Donzenac, who directs regional cooperation efforts at the French Guiana Chamber of Commerce and attends the CBI conference in Miami every year, says France has quietly discouraged its overseas department from developing trade ties with nearby countries like Suriname, Brazil and Guyana. He says French Guiana's political representation in Paris is symbolic and somewhat meaningless to most locals; during elections for president of France, voter turnout rarely exceeds 30%.

"In general, we support the movement for a change in political status -- not for independence, but for a status like Puerto Rico," says Donzenac, adding that "the space program is totally outside the Cayenne economy. In reality, the rocket base doesn't participate fully in the development of French Guiana."

Nevertheless, France -- which has invested billions of dollars in the Kourou space center -- is unlikely to give up its slice of South America anytime soon. Guarded by 800 troops of the French Foreign Legion, the center generates nearly $1 billion a year for the 13-nation European Space Agency, the site's owner. In fact, Kourou is becoming more and more important to the Arianespace consortium, which now launches over half the world's commercial satellites; its ideal location only 5 degrees north of the Equator, where the Earth's rotation is fastest, allows satellites to be placed into orbit with 15% less fuel than those launched from NASA's Kennedy Space Center in Florida.
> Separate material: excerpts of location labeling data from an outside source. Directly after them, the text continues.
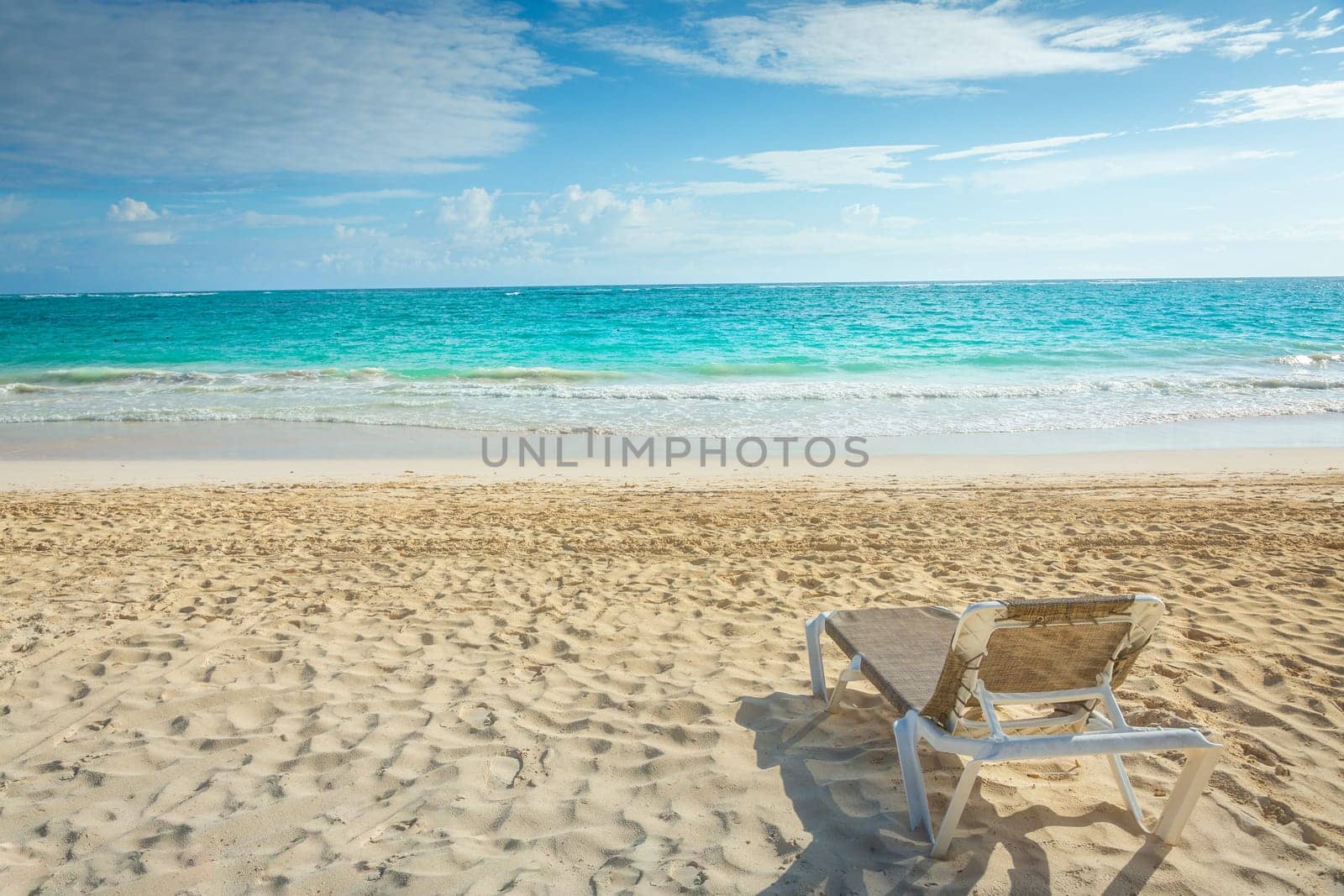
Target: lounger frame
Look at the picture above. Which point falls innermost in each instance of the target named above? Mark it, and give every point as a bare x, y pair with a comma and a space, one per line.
1090, 723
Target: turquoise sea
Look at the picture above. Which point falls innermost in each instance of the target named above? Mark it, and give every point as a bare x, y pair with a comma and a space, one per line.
873, 359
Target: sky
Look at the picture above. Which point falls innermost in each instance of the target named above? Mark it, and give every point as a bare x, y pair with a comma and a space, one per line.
206, 145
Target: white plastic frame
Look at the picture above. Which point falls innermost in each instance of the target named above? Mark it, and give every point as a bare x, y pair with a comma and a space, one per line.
1005, 741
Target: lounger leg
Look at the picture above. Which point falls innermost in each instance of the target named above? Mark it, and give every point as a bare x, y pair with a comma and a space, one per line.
813, 627
911, 774
850, 673
1200, 766
1126, 790
958, 802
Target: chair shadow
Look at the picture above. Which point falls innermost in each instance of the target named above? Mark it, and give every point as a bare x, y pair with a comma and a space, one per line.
873, 851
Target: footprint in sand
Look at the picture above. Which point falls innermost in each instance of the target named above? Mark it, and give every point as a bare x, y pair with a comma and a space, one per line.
616, 876
477, 716
503, 772
690, 876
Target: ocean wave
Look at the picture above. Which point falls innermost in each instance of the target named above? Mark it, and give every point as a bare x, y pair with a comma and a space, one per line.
774, 382
1310, 359
718, 426
531, 374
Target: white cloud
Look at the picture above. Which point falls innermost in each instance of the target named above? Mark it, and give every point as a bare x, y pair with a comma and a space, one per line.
358, 233
869, 217
1021, 149
1100, 170
152, 238
1162, 35
131, 210
843, 165
721, 187
895, 47
265, 219
11, 207
1319, 101
362, 196
163, 86
470, 210
1317, 31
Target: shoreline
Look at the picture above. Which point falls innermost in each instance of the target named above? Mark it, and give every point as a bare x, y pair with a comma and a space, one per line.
39, 457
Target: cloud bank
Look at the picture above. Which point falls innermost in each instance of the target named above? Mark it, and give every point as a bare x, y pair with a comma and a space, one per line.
154, 86
900, 47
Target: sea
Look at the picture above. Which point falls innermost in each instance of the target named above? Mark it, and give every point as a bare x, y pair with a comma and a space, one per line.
871, 359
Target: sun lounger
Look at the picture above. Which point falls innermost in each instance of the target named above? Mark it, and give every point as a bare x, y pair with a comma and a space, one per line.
949, 674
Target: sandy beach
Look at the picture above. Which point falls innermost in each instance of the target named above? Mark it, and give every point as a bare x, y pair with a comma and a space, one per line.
454, 685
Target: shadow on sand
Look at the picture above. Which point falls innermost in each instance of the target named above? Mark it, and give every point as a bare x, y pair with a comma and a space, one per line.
840, 774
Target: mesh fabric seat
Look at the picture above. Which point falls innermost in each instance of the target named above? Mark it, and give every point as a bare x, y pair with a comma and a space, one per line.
900, 649
947, 674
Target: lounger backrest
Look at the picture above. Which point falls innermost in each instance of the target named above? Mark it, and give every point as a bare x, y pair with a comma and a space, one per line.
1030, 647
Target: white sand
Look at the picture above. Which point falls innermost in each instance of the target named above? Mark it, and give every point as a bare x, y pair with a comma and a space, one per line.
459, 687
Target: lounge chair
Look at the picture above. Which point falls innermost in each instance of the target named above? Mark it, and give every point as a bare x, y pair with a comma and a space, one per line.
949, 674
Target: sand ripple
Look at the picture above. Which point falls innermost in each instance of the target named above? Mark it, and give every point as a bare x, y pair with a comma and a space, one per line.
597, 688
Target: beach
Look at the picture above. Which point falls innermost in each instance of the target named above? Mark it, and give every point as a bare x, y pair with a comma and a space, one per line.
450, 684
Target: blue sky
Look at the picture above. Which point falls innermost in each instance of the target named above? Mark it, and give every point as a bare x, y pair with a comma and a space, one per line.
165, 145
"Our activity is like an engine for the economy of French Guiana," says Arianespace's CEO, Jean-Marie Luton. "Without the last 30 years of activity, Guiana would not be what it is today."

Asked if French Guiana could really survive on its own, Pindard -- the independence leader -- hesitated for a minute.

"We do not want independence tomorrow. We want an intermediate status in the French Republic," he explained, pointing to overseas Pacific territories like New Caledonia or French Polynesia. "We want to prepare the people of this country to rule themselves. We must fight for self-determination."